We continued statistical analyses and interpretation of our results on species composition, biomass and percent cover of invertebrates that colonized tiles (15x15 cm) exposed for various time intervals (2, 4, 6, 12, 24 months) at depths of 6, 12, and 18 m at Platform Houchin.  We also continued analyses of our results on the percent cover and biomass of invertebrates that colonized experimentally scraped 20 cm x 20 cm quadrats on conductor pipes and plastic mesh tuffys at depths of 6, 12, and 18 m at Platform Houchin from April 1999 to April 2001. 

Percent cover of selected taxa on the tiles varied significantly over time, among depths, among dates of initial exposure of the surface, and between the two years of the study, with the greatest temporal effects evident at the 6 m depth.  The cover of different invertebrate taxa over time was strongly influenced by depth and year.  For example, barnacles accounted for 34% cover on the tiles after 12 months of exposure at the 6 m depth in 1999-2000.  At the 12 and 18 m depths for this same treatment, barnacles occurred at 9% and 2% covers, respectively.  In 2000-2001, the cover of barnacles was 66% after 12 months of exposure at 6 m, and at the 12 and 18 m depths, the cover of barnacles was 27% and 25%, respectively.  The statistical analysis of our results on density and size of barnacles that colonized tiles (15x15 cm) exposed for various time intervals (2, 4, 6, 12, 24 months) at depths of 6, 12, and 18 m at Platform Houchin continued through the reporting period.

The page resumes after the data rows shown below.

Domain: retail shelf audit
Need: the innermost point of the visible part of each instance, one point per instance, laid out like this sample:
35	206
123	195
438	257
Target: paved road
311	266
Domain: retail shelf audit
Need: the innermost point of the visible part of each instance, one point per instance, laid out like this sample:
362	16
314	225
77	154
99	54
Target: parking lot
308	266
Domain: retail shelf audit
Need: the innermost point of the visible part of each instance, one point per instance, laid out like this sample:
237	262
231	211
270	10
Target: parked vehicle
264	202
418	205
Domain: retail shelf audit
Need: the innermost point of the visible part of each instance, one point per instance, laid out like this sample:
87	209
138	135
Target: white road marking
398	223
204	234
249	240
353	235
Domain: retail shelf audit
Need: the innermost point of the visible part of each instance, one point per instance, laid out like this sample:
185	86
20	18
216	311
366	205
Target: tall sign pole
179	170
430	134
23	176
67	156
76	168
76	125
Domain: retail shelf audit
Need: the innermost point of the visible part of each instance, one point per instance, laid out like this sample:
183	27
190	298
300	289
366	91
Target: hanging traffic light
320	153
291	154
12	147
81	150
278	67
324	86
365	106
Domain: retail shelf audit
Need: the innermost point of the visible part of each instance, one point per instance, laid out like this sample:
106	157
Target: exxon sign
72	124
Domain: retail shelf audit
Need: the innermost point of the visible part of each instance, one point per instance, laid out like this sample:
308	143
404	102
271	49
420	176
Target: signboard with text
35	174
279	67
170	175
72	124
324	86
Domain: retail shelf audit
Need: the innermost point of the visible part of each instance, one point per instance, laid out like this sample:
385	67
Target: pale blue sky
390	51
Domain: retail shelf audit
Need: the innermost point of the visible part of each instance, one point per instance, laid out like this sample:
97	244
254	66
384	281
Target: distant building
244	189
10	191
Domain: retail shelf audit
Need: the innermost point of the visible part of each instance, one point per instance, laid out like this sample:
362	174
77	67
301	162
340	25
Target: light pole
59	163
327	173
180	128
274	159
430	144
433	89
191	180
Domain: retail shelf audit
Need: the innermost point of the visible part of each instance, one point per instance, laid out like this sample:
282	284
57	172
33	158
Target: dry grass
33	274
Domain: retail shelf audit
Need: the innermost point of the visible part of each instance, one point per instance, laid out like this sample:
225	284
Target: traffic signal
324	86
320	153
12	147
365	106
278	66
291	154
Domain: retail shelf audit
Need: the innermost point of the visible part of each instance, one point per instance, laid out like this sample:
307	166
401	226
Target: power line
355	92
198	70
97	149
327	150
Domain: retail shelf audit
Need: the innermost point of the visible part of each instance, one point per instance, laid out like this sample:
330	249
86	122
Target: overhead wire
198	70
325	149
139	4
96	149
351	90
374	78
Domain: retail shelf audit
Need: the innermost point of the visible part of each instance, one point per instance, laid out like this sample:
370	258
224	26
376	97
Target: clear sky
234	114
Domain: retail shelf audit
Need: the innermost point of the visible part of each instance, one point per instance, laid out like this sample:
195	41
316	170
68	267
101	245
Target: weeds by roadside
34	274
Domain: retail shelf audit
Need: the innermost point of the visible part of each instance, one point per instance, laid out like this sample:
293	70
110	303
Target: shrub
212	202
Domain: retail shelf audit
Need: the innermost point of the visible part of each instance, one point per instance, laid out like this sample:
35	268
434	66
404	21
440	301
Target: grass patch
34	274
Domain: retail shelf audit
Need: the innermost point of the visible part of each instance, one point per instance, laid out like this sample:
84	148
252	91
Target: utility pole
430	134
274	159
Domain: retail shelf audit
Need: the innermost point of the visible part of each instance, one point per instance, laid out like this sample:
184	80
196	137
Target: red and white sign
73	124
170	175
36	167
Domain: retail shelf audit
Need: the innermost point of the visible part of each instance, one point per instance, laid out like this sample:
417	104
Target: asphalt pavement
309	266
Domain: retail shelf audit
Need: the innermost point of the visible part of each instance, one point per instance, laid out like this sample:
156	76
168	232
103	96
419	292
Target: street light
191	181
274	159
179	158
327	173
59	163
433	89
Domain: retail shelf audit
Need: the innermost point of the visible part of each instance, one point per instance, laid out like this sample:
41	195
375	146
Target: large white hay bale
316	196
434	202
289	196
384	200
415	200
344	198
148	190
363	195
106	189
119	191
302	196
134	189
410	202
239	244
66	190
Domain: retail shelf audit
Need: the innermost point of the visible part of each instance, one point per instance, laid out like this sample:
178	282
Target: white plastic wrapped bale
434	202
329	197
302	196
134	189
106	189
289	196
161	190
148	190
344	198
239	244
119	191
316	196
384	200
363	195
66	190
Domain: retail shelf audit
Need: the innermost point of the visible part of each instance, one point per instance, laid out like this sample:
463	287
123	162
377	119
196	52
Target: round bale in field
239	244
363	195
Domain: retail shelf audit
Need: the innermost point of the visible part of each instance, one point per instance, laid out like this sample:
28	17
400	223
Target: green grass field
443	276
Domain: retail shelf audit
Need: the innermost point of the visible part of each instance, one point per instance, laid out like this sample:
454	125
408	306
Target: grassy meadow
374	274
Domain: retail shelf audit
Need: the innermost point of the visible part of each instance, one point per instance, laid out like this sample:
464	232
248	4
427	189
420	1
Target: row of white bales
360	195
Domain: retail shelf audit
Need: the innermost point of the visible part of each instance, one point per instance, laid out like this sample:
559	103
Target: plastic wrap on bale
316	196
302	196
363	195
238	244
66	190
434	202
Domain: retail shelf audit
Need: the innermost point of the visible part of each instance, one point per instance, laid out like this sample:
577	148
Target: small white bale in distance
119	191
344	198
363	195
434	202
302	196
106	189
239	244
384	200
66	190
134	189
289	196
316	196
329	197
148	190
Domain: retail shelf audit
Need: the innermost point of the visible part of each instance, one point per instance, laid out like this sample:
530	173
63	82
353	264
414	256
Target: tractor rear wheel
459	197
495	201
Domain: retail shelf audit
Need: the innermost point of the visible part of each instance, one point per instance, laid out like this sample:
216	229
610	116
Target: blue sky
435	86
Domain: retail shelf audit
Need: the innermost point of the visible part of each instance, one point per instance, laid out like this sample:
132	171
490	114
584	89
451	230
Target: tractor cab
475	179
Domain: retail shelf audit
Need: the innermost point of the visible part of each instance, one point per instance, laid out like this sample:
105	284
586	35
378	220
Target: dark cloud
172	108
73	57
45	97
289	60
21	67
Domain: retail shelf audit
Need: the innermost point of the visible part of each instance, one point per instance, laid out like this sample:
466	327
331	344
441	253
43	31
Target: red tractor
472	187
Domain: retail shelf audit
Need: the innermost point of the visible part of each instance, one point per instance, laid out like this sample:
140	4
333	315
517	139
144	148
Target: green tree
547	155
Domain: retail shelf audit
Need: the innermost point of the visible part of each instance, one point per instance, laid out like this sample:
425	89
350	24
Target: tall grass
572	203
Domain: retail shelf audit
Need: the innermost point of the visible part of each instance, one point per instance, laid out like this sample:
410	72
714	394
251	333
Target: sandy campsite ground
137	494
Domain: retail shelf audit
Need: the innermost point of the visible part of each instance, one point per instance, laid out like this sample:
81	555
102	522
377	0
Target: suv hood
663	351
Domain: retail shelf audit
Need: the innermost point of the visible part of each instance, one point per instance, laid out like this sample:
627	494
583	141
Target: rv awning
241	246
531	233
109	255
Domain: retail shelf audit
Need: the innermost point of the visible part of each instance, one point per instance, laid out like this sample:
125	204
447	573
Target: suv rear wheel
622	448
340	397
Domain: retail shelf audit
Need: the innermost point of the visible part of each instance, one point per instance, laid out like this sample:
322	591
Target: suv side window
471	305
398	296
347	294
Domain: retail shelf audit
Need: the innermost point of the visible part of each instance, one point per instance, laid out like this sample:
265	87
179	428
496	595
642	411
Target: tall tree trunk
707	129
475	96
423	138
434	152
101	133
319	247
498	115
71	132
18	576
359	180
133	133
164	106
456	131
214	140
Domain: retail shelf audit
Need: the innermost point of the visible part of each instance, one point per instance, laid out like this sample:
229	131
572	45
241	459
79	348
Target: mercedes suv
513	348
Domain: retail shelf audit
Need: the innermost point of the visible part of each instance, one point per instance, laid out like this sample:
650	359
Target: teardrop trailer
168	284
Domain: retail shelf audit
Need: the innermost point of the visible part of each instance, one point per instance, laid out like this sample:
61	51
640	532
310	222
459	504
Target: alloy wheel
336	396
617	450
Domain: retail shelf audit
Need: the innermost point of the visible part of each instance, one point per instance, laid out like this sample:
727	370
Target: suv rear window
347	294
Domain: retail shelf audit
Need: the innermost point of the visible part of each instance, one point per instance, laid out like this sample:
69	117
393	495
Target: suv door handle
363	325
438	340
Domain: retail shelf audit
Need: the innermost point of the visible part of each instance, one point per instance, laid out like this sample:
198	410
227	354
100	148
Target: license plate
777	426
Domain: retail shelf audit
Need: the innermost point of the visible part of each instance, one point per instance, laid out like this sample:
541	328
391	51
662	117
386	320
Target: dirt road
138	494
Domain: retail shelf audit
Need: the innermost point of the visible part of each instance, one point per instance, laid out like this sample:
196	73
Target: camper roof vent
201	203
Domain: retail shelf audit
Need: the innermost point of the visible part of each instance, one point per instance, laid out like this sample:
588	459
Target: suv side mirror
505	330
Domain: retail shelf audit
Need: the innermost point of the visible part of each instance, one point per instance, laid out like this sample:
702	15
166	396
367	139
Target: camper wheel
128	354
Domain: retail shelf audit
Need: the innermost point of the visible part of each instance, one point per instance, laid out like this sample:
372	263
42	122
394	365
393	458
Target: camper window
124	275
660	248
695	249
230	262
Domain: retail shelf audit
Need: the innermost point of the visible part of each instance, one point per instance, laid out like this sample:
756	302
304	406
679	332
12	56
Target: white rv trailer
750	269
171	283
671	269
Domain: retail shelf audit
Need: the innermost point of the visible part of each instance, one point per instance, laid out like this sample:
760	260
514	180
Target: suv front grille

Biomass on both the experimental surfaces and the surface of the platform itself increased significantly over time at all depths, and varied among depths, with a greater rate of biomass accumulation at the 6 m depth than at the two deeper depths.  There was also a greater rate of biomass accumulation in 2000-2001 at all depths on all surfaces.  In addition, there was significantly greater biomass accumulation on the tiles than on the scraped platform surfaces.